Not necessarily, and it was only when re-watching High Fidelity and hearing Rob say those words that I realized how much I disagreed with that way of thinking. In Rob’s world, we all come with a deck of cultural cards we’ve collected over the years, ready to lay them on the table in hopes that someone will match our Dostoyevsky or Marc Chagall with their own collector’s edition. The more matches, the more compatibility, theoretically. But this is a dangerous way of thinking that, if anything, is antithetical to being card-carrying members of these exclusive clubs.
Deciding that a movie or book is your “favorite” is no light declaration—it’s a committed relationship that has been cultivated over a long period of time. With that comes a responsibility to defend, to praise, to explain the significance of that particular work. The danger lies in the fact that when we tell others about the “books, records, films” that we like, we are only presenting an end result that’s rendered meaningless without personal context. These cultural markers have merely become shallow inroads into forming relationships that we believe are based on substance, when really substance is the long and beaten path that’s often left untread. And to blanket this entire notion that people can be grouped together in this way, we’ve come up with a wildly superficial term to justify it all—“taste.”

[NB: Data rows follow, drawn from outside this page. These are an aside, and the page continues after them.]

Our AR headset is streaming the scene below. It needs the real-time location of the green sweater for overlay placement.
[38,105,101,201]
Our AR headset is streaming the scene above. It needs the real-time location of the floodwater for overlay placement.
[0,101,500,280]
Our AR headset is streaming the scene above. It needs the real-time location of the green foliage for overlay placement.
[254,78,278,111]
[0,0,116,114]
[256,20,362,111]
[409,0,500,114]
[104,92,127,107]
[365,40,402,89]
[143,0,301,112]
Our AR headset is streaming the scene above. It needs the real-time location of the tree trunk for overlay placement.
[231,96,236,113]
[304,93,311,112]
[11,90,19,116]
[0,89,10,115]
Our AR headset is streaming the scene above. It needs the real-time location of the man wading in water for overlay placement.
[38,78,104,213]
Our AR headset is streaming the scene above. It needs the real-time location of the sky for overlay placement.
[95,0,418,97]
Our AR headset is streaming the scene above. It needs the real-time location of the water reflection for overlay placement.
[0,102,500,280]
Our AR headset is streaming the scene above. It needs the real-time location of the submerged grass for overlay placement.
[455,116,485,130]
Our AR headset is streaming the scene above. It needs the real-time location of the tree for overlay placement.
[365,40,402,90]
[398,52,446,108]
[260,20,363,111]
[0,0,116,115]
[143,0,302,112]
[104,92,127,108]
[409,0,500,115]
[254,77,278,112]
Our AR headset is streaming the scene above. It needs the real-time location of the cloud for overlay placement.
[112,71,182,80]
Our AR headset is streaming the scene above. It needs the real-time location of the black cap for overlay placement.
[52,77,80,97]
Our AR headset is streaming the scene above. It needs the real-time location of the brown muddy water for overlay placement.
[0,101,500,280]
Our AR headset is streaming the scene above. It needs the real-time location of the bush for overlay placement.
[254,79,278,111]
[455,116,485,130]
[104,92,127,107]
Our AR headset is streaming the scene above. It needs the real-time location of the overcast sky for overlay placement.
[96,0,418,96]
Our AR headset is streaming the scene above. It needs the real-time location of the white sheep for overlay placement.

If I told you that Michael Chabon’s The Amazing Adventures of Kavalier & Clay is my favorite book, what does that say about me? That I have “good taste”? “Bad taste”? Need to read more books? Taken by itself, it should say nothing. And if that happens to be your favorite book, too? Well, that may be even worse, because in so many interactions, we’re often blinded by the initial excitement of discovering a similar interest that we never dig deeper; we omit the second question that makes our likes and dislikes so powerful—“Why?”
For some reason, we are all too content to know that another person has the same tastes without wondering how they got there, as if they exist in a vacuum that’s removed from our life experiences. Rob’s philosophy is certainly convenient—if someone also likes Firefly and agrees that Dharma Bums is indeed the superior Kerouac novel, aren’t they a good person because you’re a good person and believe the same? And if not “good,” then at least “cool,” “fun,” or a dozen other vague adjectives? Inevitably, this fallacy is what keeps people at arms’ length when it should be the ideal opportunity to start a real conversation. Let’s not replace discussions about the role fiction plays in our lives with the empty conclusion that “Tolstoy rocks!”; don’t be complacent when someone calls Woody Allen a “genius,” even/especially if you think the same thing. Our likes and dislikes are certainly meant to bring people together, but they aren’t the be-all, end-all of compatibility. If that sounds obvious, it is. But if you don’t automatically like a person more when they reveal that they’ve actually seen The Prisoner, you’re a better person than I am.